The kid my buddy is fostering has a kind of learned helplessness. He can find all the intention in the world to hang out with friends or locate and smoke his weed, but when groceries need bought, he’ll idly wait and make comments like, “Bro, we need food.” Yeah, get in the car and go get some, you ain’t got a job and you’ve been given the money. He’s certainly experienced a litany of traumas throughout his life and grew up generally impoverished. He has something of an excuse, though it is dwindling rapidly.

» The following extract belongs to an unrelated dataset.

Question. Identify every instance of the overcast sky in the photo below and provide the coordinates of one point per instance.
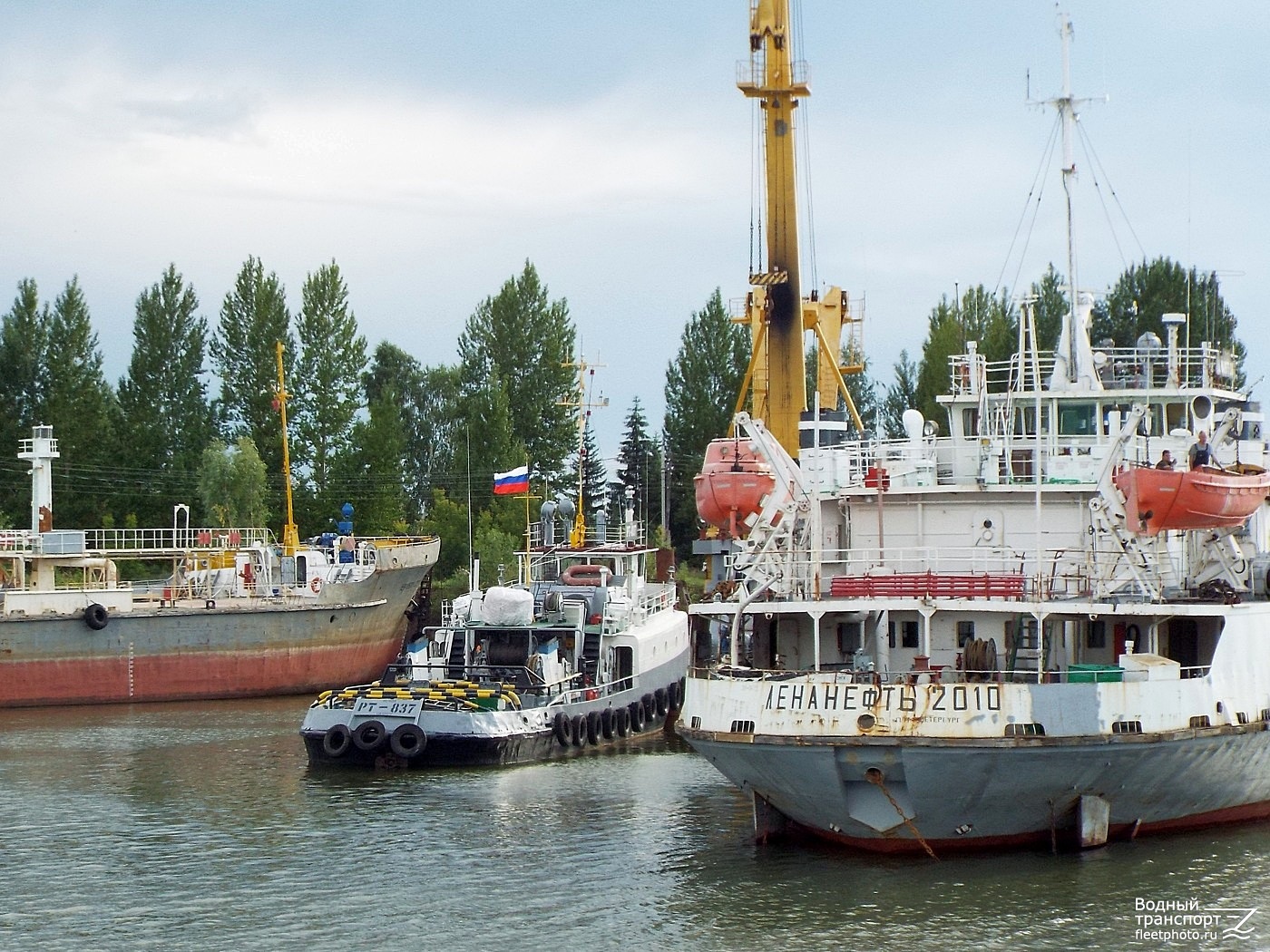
(432, 149)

If you’re attending a university and have the capacity to pass your classes, you have the privilege and obligation to figure out how to fucking talk and listen to people. The irony that these people are going into “social work” is not lost on me. Do they know what people even are if a sign is going to send them home in tremors and tears? A sign and thought experiment, mind you, employed by a literal scholar and philosopher who is as much fodder for indiscriminate ridicule and dismissal as the “white” caricature they employ for all of its insisted upon derogatory connotation.
Literally one person who’s behaved like the students in the video I’ve watched has apologized to me. One. Kristen’s the only one who it dawned on her that berating, assuming, and swimming in shitty rumor mills isn’t, like, friendly or respectful or appropriate. Allie literally ripped off part of my house lol. I can read old emails where I’m constantly apologizing for being impatient or misunderstanding or picking the wrong words. People in my life? I’m the enemy to be isolated until death it seems. The cunty addict I worked with? Bet the thought doesn’t even occur to her that reading someone’s open sharing as “fuck you” is incredibly insensitive and shitty. But it can just sit there as a reason to not engage with each other indefinitely. You think my mom has ever apologized for being a psycho lol? You think the cunts at DCS have wiped the smug off their lips as they target the best employees or families?
I’m a big believer in not apologizing if you don’t feel it. I rarely if ever felt it growing up. I, most often, didn’t even realize what I had done wrong because, again my mom is a psycho. Or, I felt shitty, wanted you to feel shitty, and said whatever I said and meant it. Why add insult to injury by offering a lie? If I extend that rationale to the people who’ve been shitty to me, here’s my standing problem. You don’t even recognize the nature of how fucked you are, and you don’t care to learn, and you won’t improve no matter the consequences. There’s no apology coming because you’ve done nothing wrong.
Say I believe some of my clients and their capacity for growth and change. What world are they plugged into? One in which I can as easily discuss the improvements I’ve witnessed in their behavior and capacity for exploration and accountability, but also can’t be bothered to own when it screams at you for no reason, breaks your shit, or blocks your ability to do something worthwhile. “No one cares about us” starts to ring true. The reasons for staying selfish and sober for your own reasons gets incredibly obvious.
Once I figure out that I’m just tired or hungry as reasons I’m not up and about, the mess of existing among so many cunts creeps in. The question isn’t whether I want to work or not. The question is whether I’m resolved to beating myself stupid against the bricks of intransigence, ignorance, and indifference. Do I want the thoughts of how isolating my project is to toy with me, or can I situate them front and center and get on with it?